Я не сразу понял, о чем она говорит.
– У Альвара есть сын?
– Да, парень, который управляет баром.
– Гонсало Мартинес?
– Он самый. После исчезновения матери полтора года назад он приехал в Угарте. Узнав, что бабушка и дедушка умерли, Гонсало отправился в башню. У него нет никакого образования, но Рамиро Альвар дал ему денег, чтобы он занялся баром.
– А что насчет костного мозга?
– Меньше года назад у Гонсало диагностировали талассемию в самой тяжелой форме. Будучи его единственным живым родственником, Рамиро без колебаний стал донором. Уверяю тебя, он говорит правду: я видела шрам на его спине в ночь, когда… В ту ночь.
– Гонсало – племянник Рамиро Альвара? – повторил я, понизив голос.
– Они оба не хотят, чтобы об этом узнали.

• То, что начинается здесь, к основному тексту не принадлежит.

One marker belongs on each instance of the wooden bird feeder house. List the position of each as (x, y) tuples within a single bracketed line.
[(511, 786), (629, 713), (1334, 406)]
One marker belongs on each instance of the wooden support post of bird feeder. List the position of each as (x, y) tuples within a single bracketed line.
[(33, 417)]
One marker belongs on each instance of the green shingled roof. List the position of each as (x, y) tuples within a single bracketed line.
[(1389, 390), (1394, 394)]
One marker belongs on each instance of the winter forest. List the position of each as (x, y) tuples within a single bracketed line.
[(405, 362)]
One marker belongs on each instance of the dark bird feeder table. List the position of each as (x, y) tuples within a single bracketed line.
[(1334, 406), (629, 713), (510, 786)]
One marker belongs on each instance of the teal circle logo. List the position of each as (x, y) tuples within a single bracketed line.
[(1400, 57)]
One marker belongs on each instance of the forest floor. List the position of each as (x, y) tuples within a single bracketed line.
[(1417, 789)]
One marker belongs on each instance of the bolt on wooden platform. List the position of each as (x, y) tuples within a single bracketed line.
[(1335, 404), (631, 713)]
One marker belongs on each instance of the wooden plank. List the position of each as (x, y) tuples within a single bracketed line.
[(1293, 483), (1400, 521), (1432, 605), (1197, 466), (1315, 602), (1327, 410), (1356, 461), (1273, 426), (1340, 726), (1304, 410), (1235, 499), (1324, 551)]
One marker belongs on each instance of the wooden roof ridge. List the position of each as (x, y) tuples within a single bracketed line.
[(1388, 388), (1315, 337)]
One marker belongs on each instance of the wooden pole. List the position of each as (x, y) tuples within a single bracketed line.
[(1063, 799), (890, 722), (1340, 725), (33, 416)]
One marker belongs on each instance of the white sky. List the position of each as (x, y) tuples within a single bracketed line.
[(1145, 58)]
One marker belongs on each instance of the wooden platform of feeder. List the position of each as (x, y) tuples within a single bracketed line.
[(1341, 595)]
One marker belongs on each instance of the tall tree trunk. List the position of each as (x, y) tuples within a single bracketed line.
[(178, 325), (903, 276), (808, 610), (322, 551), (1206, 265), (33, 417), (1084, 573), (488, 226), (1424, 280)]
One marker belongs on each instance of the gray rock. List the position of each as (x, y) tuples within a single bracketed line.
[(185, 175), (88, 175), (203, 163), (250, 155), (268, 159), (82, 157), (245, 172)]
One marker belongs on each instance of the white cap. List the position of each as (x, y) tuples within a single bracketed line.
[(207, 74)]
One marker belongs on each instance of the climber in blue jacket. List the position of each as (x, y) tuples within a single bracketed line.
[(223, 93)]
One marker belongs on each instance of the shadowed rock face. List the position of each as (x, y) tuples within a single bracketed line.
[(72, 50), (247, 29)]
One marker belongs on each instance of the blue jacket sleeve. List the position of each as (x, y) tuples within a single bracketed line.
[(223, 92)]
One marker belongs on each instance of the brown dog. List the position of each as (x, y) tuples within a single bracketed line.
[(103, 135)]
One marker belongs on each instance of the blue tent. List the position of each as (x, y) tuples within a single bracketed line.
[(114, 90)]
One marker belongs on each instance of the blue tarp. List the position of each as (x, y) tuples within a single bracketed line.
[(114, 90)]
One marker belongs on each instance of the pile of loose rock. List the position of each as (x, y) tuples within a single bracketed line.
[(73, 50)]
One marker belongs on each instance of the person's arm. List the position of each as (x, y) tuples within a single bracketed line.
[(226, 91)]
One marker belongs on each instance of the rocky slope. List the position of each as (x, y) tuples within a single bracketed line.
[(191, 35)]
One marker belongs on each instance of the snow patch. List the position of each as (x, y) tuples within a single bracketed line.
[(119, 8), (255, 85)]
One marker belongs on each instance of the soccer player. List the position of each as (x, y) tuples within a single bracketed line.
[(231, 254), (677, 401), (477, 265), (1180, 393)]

Угарте – маленькая деревня. Нограро заплатили матери Гонсало, чтобы она уехала и сделала аборт. Вряд ли можно гордиться подобной семейной историей.
– Да уж, точно, – задумчиво согласился я.
– В чем дело? Почему ты побледнел? Думаешь, Гонсало имеет какое-то отношение к убийствам?
– Нет, он добровольно сдал образец ДНК. Мы исключили его из числа подозреваемых, – объяснил я. – Дело в другом…
Черт бы побрал эту деревню с ее тайнами и ложью! Рамиро Альвар скрыл от меня, что ребенок его брата жив и вернулся в Угарте…
«Сколько еще ты намерен лгать? О чем еще ты умолчал?»
– Проклятье! – выругался я вслух. – Химера…
Извлек из кармана джинсов смятый рисунок дочери и в изумлении уставился на него, словно это был алеф[74], заключающий в себе целую Вселенную.
– В чем дело?
– Черт побери, Эсти… Как там говорится? «Если отбросить все невозможное, то, что останется…»
– «…и будет истиной, какой бы невероятной она ни казалась»[75], – закончила Эстибалис.
– Статистически маловероятной, но возможной. Это задокументировано.